1
I have a MAAS 3.7.2 deployment with separate region and rack controllers. The rack controller (10.x.y.51) cannot connect to the Temporal service on the region controller (10.x.y.50), causing the maas-agent service to crash in a restart loop.
This prevents the httpproxy.sock from being created, which results in 502 errors when machines attempt PXE boot.
- MAAS Version: 3.7.2-17972-g.35e297c4d (both)

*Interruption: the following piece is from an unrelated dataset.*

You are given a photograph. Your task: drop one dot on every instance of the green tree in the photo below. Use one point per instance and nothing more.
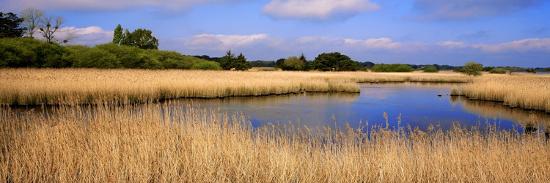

- Temporal Port: 5271 (gRPC frontend)
On Rack Controller
maas-agent Temporal connection failures:
maas-agent[46264]: ERR Temporal client error error="failed reaching server: context deadline exceeded while waiting for connections to become ready" maas.pebble[45464]: Service "agent" stopped unexpectedly with code 1 maas.pebble[45464]: Service "agent" on-failure action is "restart", waiting ~500ms before restart (backoff 1)

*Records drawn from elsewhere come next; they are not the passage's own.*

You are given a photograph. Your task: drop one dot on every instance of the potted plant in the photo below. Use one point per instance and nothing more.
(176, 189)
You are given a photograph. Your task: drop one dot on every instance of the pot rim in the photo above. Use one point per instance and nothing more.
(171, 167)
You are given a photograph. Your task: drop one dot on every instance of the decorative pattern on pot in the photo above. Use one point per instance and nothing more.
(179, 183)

PXE boot 502 errors (machine 10.x.z.18 requesting bootx64.efi):
maas-rackd[45499]: provisioningserver.rackdservices.tftp: [info] bootx64.efi requested by 10.x.z.18
maas-http[45608]: [crit] connect() to unix:/run/snap.maas/httpproxy.sock failed (2: No such file or directory)
maas-http[45612]: 127.0.0.1 - - "GET /images/bootx64.efi HTTP/1.1" 502 166
On region controller:
Temporal is running and healthy
$ sudo netstat -tlnp | grep temporal
tcp 0 0 127.0.0.1:9000 0.0.0.0:* LISTEN temporal-serv
tcp6 0 0 :::5271 :::* LISTEN temporal-serv
tcp6 0 0 :::5272 :::* LISTEN temporal-serv
tcp6 0 0 :::5273 :::* LISTEN temporal-serv
I’ve tried to open firewall tcp/udp all ports between region controller and rack controller and the problem persisted.
1. The Temporal config shows rpcAddress: “localhost:7233” but the server listens on port 5271. Is the rack agent trying to connect to the wrong endpoint?
2. How does the rack controller learn the Temporal endpoint from the region? Is there a configuration file I should check/edit?
3. The Temporal frontend requires TLS client auth (requireClientAuth: true). Could certificate trust be preventing the connection?
4. What’s the correct way to configure the rack’s agent to connect to the region’s Temporal service?
More info:
maas --version
MAAS 3.7.2 (3.7.2-17972-g.35e297c4d)
Postgres 16
Any suggestion / guidance is greatly appreciated!